Entonces, ni corto ni perezoso puso en práctica el plan que consistió básicamente en arrancar una rosa y colocársela sobre la oreja a Geni. Pero el muy bruto, aprovechando que estábamos todos sentados en un banco del parque frente a varios rosales, se levantó, se acercó al rosal que tenía más cerca, sacó una navaja y cortó una de las rosas más grandes y más feas que había; pero también se pinchó con una espina en la yema del dedo y se puso a sangrar como un cerdo. Luego, chupándose la sangre del dedo, se acercó a Geni y le encasquetó la rosa sobre la oreja y también la pinchó a ella con otra de las espinas que no se había molestado en quitar. Y además le manchó la cara de sangre con su dedo. Para colmo la rosa tenía pulgones, o sea, «bichos» para Geni, y entonces gritó horrorizada. Y por si eso fuera poco la rosa, que además de enorme estaba medio despeluchada, le quedaba fatal en el pelo porque Geni era pelirroja y la rosa no se distinguía bien al ser de color parecido y aquello no encajaba ni a tiros. 

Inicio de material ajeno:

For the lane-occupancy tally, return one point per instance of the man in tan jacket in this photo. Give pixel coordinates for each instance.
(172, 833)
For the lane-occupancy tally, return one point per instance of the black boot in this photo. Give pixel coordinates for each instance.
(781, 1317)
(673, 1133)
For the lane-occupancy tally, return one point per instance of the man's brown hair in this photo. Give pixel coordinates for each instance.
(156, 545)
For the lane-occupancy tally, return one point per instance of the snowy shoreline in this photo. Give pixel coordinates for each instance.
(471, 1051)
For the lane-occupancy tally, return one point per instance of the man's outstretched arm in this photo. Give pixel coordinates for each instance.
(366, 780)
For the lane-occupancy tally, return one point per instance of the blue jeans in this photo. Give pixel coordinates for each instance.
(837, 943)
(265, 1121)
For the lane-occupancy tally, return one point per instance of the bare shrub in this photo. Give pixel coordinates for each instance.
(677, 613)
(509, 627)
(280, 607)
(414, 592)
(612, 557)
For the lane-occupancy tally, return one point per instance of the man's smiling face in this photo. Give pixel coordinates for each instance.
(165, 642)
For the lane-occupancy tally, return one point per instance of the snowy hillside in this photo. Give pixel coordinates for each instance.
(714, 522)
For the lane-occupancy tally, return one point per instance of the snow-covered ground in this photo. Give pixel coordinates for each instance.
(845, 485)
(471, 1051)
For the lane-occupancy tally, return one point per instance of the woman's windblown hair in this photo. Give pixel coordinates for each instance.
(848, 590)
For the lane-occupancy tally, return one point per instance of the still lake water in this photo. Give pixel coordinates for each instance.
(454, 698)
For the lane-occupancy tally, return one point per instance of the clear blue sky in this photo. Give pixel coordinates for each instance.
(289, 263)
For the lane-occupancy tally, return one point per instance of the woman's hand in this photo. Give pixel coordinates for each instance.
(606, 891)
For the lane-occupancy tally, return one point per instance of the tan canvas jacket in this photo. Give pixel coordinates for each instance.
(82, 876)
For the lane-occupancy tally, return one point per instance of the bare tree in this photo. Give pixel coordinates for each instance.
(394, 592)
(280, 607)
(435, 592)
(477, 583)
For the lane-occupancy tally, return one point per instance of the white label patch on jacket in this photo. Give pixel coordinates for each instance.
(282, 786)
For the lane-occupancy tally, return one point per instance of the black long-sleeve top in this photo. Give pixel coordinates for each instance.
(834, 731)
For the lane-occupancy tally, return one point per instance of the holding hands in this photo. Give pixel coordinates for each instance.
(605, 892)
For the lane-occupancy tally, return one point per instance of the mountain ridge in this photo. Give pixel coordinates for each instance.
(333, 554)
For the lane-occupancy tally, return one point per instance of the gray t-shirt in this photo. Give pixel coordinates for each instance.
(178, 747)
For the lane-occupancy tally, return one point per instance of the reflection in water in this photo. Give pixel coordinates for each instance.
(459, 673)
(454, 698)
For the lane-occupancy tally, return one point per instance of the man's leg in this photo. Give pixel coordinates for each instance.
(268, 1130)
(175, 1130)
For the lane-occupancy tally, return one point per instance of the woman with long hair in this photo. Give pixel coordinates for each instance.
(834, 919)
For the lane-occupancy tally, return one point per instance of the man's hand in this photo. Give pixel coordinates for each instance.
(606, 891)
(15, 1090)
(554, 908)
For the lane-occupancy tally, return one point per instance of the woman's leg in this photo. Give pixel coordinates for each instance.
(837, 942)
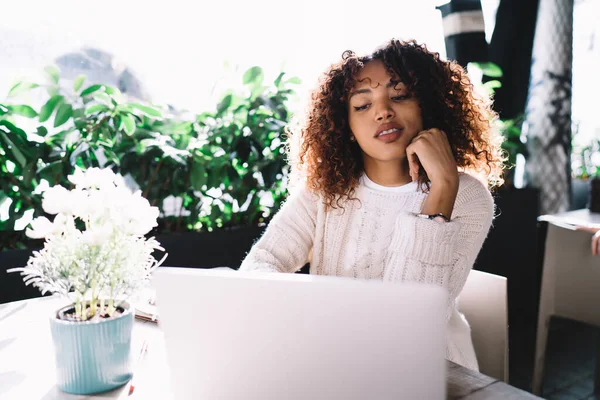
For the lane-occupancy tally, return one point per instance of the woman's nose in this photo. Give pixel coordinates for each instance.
(384, 112)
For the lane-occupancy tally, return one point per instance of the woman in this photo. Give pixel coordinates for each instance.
(390, 152)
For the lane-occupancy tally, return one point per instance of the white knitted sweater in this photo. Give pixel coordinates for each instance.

Todo concluyó con la huida de Geni hacia su casa para lavarse y quitarse los bichos; la rosa tirada en el suelo totalmente deshecha y con los pétalos esparcidos; y para colmo, el guarda que cuidaba el jardín, y que nos tenía fichados, nos echó una bronca enorme a todos por vándalos y brutos y luego nos amenazó con denunciarnos a los guardias para que aprendiéramos a ser respetuosos, y si hubiera sido hoy habría añadido «con el medio ambiente».

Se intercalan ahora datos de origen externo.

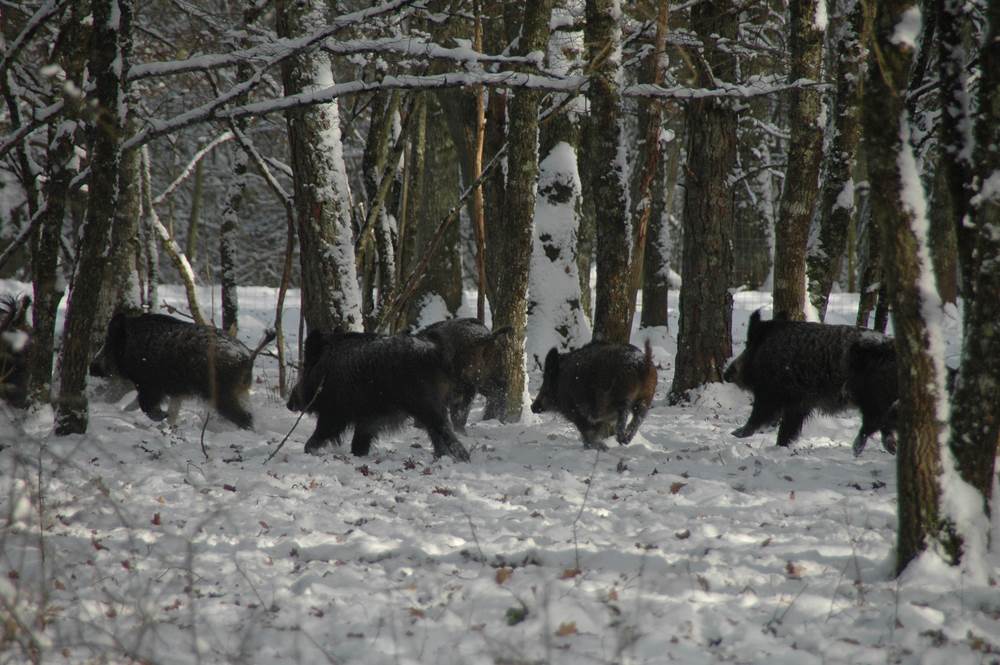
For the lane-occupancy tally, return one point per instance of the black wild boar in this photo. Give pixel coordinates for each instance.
(796, 367)
(471, 350)
(167, 357)
(375, 383)
(15, 342)
(871, 386)
(596, 387)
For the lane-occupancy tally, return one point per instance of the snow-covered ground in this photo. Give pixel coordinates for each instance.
(688, 546)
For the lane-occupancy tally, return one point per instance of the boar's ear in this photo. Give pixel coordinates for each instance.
(117, 330)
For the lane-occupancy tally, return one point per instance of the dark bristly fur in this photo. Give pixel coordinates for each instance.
(796, 367)
(596, 387)
(167, 357)
(15, 342)
(471, 350)
(374, 383)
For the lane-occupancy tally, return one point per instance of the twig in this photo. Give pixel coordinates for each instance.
(583, 504)
(204, 426)
(296, 423)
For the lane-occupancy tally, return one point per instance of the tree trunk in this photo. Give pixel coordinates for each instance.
(955, 161)
(975, 420)
(608, 178)
(650, 157)
(897, 203)
(656, 264)
(110, 53)
(512, 239)
(70, 54)
(825, 257)
(805, 149)
(330, 294)
(704, 337)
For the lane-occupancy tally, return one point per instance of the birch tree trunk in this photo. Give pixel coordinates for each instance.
(704, 337)
(805, 149)
(110, 51)
(824, 258)
(898, 212)
(608, 183)
(331, 296)
(555, 312)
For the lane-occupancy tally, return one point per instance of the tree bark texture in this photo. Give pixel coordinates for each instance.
(704, 337)
(805, 149)
(70, 53)
(330, 294)
(110, 51)
(825, 257)
(975, 418)
(608, 184)
(886, 139)
(511, 242)
(955, 139)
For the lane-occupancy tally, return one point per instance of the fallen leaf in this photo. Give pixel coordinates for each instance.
(503, 574)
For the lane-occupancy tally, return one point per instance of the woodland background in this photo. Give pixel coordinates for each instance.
(337, 147)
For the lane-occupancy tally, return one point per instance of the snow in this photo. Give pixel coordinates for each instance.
(688, 546)
(907, 30)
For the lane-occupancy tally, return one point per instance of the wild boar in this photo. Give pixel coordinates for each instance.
(471, 350)
(596, 387)
(374, 383)
(167, 357)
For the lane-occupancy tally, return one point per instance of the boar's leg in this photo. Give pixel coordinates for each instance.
(764, 412)
(327, 428)
(889, 441)
(460, 406)
(229, 407)
(149, 401)
(791, 424)
(364, 434)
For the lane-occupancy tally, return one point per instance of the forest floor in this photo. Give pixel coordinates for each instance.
(127, 544)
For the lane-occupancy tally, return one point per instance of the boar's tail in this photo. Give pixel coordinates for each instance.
(648, 374)
(268, 337)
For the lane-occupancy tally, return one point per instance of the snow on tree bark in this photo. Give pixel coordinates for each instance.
(805, 149)
(514, 229)
(704, 336)
(608, 184)
(933, 503)
(555, 312)
(110, 42)
(824, 257)
(975, 419)
(330, 293)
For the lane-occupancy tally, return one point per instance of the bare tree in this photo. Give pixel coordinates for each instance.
(330, 292)
(608, 178)
(836, 208)
(704, 337)
(804, 152)
(110, 49)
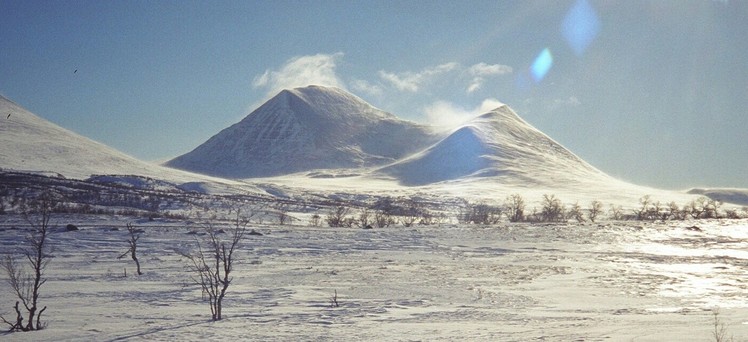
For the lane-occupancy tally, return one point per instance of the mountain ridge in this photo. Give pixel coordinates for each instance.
(304, 129)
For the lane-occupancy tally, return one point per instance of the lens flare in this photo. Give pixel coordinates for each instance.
(580, 26)
(541, 65)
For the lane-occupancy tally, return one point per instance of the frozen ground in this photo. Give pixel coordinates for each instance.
(594, 282)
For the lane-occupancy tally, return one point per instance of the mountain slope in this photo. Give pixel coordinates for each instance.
(498, 144)
(30, 143)
(304, 129)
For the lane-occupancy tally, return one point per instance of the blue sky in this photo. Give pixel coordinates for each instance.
(652, 92)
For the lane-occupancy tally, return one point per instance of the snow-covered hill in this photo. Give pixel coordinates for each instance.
(32, 144)
(727, 195)
(497, 144)
(305, 129)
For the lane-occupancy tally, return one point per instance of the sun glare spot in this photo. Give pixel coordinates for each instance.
(541, 65)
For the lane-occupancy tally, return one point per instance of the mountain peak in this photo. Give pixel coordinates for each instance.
(303, 129)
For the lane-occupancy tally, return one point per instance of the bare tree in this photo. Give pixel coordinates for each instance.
(338, 217)
(596, 207)
(711, 209)
(642, 212)
(363, 218)
(281, 209)
(675, 212)
(515, 206)
(133, 237)
(697, 207)
(315, 220)
(480, 213)
(576, 213)
(616, 212)
(214, 263)
(553, 209)
(26, 286)
(383, 218)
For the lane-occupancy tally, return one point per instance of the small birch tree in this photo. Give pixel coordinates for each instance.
(213, 263)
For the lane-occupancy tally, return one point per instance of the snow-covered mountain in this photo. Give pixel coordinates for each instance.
(305, 129)
(499, 145)
(32, 144)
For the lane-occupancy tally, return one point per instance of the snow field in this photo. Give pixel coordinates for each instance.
(610, 281)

José Luis estuvo dos días castigado en su casa sin salir porque sus padres se habían enterado del asunto y en aquellos tiempos estas cosas no se tomaban a broma. Cuando volvió a aparecer me dijo que todo había sido por culpa mía, así que tuve que ponerle las pilas y le dije que la culpa había sido suya por hacerlo todo tan rematadamente mal y que la próxima vez tendría que hacerlo todo con más delicadeza y en privado, y no delante de todo el mundo y con prisas, el muy inútil. Le sugerí que probara con un pirulí de fresa, que solía dar muy buenos resultados, y más con Geni que era muy adicta a esas cosas. Al final lo hizo y consiguió que todo volviera a su cauce, más o menos, pero sobre todo porque a Geni solo le quedaba Poti en el grupo, lo cual era todavía peor. La cosa es que a partir de ese momento José Luis me consultaba todos los pasos que pensaba dar con Geni antes de darlos, por si acaso, pero como no tenía mucha iniciativa tampoco daba mucho trabajo con preguntas estúpidas.

F

Poco a poco las cosas con Piluca avanzaban y un día que estábamos jugando al escondite para variar, alguien dijo que había otros juegos más interesantes. Creo que fue Geni la que tuvo la ocurrencia, porque como su padre era médico pediatra y la niña tenía cierta costumbre de ver cómo se desarrollaba una consulta, no tenía nada de extraña la idea. 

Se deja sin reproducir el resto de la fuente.